The works of the Costa Teguise Institute have been resumed after an agreement reached by the Ministry of Education and the awarding company. This was explained on Tuesday by the Deputy Minister of Education of the Government of the Canary Islands, Manuela Armas, on Radio Lanzarote, who was confident that students can start the new school year in this infrastructure.
"Everything is resolved. An agreement has been reached with the company, because some work units were missing to be defined. The works continue their course and for us it is a joy," said Armas. And if this project did not go ahead and was not launched in September, the Ministry was going to be forced to "put modular classrooms in Teguise, because the students no longer fit."
However, Armas has indicated that this "little joy" has been "drowned" with the cuts in the State budgets, which will mean a real blow to the educational infrastructures of the Canary Islands and Lanzarote. And it is that no new work can be undertaken due to lack of economic items. "All the new works blow up", he said.
But not only the new works are on the ropes, but also the completion of several educational projects is in danger. "We had budgeted 15 million euros for this year to undertake works that are already underway. The works do not usually last a year, they are usually multi-year. We only have that money committed, so we are going to have difficulties," warned the Deputy Minister.

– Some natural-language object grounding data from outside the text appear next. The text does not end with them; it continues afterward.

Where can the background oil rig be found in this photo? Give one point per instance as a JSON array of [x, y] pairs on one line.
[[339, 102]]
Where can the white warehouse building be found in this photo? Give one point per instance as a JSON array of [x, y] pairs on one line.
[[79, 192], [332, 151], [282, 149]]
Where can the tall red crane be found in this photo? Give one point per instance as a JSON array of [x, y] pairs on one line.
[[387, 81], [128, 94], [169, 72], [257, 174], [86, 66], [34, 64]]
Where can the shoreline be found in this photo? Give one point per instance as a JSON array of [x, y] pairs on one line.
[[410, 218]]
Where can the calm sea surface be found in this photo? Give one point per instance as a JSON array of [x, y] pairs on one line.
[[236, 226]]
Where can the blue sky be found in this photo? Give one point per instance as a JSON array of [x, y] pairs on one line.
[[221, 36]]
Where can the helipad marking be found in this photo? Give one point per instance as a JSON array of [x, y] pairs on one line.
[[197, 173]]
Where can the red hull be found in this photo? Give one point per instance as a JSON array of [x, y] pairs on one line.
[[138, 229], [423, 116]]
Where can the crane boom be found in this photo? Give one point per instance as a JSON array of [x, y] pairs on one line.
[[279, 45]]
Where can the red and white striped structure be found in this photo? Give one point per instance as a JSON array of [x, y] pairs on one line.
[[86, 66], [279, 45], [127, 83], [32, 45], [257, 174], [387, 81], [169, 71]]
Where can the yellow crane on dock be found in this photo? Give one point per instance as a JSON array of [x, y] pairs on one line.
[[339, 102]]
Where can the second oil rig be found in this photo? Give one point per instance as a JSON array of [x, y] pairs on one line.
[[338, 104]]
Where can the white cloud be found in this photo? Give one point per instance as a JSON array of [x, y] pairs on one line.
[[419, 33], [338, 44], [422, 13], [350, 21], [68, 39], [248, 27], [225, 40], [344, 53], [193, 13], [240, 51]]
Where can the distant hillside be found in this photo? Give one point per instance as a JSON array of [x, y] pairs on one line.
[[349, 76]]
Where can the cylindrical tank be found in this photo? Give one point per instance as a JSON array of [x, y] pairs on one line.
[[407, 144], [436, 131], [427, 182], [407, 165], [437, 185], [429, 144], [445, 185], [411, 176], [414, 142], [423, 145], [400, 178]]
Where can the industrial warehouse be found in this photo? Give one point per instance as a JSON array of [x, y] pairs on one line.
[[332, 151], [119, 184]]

The Canary Islands Plan for Educational Infrastructures disappears
Manuela Armas is especially concerned about the disappearance of the Canary Islands Plan for Educational Infrastructures. "We had received 40 million euros in recent years and now it is not that the item is reduced, it is that it is suppressed", he said. "We are looking at everything well, the technicians are analyzing the budgets, but this has already been advanced to me," Armas lamented.
These cuts affect schools such as La Destila, in Arrecife, whose works will be "very difficult" to carry out. In addition, it also involves the new Institute of Haría, which already had the project completed but that probably cannot be executed and the El Quintero school, in San Bartolomé.
"The State budgets have been a tremendous blow to all the Ministries, for all the Canarians. I know that the budget in general has been reduced, but in the Canary Islands it has been tremendous when the situation is dramatic", Armas lamented. Specifically, the Government of the Canary Islands considers that the Archipelago will receive between 700 and 1,000 million euros less than last year.